Twenty runs deep, no way to compare them

Iterating on a generative workflow means running it over and over with small changes — a tweak to the prompt, a different input, a new constraint — and keeping the outputs around so you can tell which version actually got better. The running is easy. The keeping-track is where it falls apart.

The output of run twelve ends up in a download folder, the note on why you tried it lives in a doc you’ll never find again, and when a teammate asks “which prompt gave us that?” the honest answer is a shrug. Each run is fine on its own; the cost is that nothing connects the output, the reasoning, and the conversation around it.

One record per run, output and notes attached

The workspace is a tracker built around a single record per run. You kick off a run from a short input, and that record carries everything the run produces — the generated output, the structured findings, the status as it moves from in-flight to ready. A list page shows every run you’ve done, most recent first, so “what have we tried” is a glance rather than an archaeology project.
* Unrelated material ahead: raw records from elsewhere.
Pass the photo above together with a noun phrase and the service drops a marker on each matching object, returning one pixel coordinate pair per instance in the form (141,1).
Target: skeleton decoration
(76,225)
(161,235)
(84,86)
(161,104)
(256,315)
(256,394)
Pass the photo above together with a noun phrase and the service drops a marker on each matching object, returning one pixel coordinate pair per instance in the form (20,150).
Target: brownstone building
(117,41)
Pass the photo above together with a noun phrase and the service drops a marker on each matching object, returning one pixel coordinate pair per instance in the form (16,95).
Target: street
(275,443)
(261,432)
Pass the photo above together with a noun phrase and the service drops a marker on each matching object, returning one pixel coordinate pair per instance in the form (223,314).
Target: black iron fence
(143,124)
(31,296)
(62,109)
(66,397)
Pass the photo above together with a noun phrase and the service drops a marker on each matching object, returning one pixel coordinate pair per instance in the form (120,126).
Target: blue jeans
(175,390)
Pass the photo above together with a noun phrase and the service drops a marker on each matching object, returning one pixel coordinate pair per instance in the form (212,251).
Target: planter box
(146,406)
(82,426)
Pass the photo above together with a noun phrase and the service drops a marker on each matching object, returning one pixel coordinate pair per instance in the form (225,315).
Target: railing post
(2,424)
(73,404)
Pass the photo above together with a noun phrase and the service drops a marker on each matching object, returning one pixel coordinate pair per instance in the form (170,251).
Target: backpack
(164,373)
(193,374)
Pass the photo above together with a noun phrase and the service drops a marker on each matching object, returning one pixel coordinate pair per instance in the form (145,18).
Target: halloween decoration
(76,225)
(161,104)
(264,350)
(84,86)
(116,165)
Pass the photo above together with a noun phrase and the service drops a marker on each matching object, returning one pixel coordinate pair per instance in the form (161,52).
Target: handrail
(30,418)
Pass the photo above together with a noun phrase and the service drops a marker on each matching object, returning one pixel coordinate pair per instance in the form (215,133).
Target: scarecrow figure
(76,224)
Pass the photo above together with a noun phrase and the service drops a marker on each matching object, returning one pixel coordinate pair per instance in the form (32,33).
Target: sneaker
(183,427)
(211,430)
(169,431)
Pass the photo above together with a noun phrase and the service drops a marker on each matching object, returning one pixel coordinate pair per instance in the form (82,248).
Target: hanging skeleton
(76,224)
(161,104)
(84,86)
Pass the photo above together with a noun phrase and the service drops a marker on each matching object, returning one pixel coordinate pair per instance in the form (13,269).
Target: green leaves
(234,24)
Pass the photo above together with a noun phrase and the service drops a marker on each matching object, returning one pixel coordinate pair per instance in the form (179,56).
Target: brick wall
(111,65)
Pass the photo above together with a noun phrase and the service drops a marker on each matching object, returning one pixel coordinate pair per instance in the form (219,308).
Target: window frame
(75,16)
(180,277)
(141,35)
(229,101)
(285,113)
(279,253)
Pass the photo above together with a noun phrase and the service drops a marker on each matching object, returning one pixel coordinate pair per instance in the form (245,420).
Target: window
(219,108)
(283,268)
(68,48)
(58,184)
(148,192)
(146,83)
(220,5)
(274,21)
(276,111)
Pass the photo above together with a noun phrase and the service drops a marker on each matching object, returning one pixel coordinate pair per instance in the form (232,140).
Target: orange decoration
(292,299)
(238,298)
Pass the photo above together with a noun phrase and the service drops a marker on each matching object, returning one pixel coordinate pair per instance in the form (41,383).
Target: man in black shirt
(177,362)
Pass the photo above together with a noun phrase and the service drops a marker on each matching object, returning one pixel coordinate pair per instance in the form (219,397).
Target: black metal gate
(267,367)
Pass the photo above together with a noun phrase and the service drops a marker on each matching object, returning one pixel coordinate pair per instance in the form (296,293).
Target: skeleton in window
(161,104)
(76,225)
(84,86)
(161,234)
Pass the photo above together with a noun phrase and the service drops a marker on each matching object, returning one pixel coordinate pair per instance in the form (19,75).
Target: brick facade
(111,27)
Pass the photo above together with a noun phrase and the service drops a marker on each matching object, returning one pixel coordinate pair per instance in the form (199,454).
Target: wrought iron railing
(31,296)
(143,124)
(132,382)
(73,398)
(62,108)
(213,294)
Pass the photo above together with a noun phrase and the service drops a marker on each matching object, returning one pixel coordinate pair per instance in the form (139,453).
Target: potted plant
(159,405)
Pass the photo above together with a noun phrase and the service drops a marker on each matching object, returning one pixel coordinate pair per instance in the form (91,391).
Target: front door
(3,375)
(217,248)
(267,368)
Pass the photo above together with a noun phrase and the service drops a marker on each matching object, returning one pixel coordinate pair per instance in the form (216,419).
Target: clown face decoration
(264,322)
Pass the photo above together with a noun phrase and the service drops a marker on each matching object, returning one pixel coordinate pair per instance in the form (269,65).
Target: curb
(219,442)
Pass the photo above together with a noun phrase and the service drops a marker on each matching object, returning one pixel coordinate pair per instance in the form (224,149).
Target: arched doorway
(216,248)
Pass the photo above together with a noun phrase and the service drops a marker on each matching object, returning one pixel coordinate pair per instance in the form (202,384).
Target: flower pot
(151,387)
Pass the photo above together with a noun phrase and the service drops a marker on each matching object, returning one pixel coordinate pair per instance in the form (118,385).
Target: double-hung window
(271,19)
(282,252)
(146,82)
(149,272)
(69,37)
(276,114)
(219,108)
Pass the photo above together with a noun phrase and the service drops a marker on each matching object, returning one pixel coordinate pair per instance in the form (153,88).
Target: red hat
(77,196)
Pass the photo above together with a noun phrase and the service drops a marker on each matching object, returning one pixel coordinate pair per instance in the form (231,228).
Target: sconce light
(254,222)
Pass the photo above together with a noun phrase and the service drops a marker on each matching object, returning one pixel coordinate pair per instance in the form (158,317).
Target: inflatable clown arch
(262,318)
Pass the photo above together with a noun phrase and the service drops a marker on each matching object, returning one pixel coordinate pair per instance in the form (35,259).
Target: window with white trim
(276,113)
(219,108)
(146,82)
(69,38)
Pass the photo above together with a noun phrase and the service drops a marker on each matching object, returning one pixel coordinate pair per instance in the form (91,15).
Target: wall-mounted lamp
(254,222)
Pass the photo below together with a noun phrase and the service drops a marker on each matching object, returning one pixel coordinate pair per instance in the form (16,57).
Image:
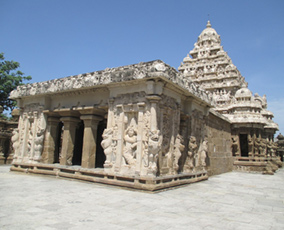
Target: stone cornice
(88,81)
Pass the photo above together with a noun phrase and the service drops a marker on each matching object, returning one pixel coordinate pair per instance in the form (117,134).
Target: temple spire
(208,24)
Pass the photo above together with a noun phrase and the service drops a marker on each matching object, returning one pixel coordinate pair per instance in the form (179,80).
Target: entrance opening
(244,145)
(58,142)
(100,156)
(78,145)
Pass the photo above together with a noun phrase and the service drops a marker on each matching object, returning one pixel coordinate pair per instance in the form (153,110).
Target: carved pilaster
(120,136)
(141,107)
(68,141)
(50,140)
(90,140)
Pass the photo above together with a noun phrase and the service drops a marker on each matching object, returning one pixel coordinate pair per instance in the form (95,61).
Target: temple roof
(142,70)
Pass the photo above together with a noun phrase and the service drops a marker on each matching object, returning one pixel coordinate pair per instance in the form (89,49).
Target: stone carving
(257,146)
(178,149)
(15,142)
(250,146)
(107,144)
(38,141)
(130,139)
(235,146)
(202,154)
(154,148)
(131,72)
(191,153)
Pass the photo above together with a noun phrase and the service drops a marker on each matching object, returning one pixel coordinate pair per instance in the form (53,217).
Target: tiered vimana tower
(210,66)
(252,126)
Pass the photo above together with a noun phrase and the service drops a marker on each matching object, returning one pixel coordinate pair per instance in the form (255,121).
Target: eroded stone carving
(202,154)
(192,150)
(107,144)
(154,148)
(130,139)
Some runs generate a piece of work; some research a question and return structured findings. Either way the output doesn’t vanish when the run finishes — it’s filed somewhere durable, written up, and logged for the team, automatically.

From a prompt to a Drive folder, a Doc, and a Linear ticket

  1. Start a run from an input. You describe what this run should do — the prompt or question you’re iterating on — and kick it off. A run record appears immediately and starts tracking progress.
  2. A background task does the work. The run either generates a self-contained piece of work or researches the question against the web, then returns a typed result the workspace reads back onto the run record.
  3. The output versions into Drive. When the run finishes, its artefact is saved into a versioned Drive folder, so every run’s output is kept side by side and you can compare across iterations instead of overwriting the last one.
  4. The findings land as a Google Doc. The structured research note is written up as a Doc — the readable write-up that outlives the run record and that you can share or link without exporting anything.
  5. The run files a Linear ticket. Each run opens a ticket the team can comment on, link follow-ups to, and reference when comparing benchmarks across runs — so the conversation about a result sits next to the result.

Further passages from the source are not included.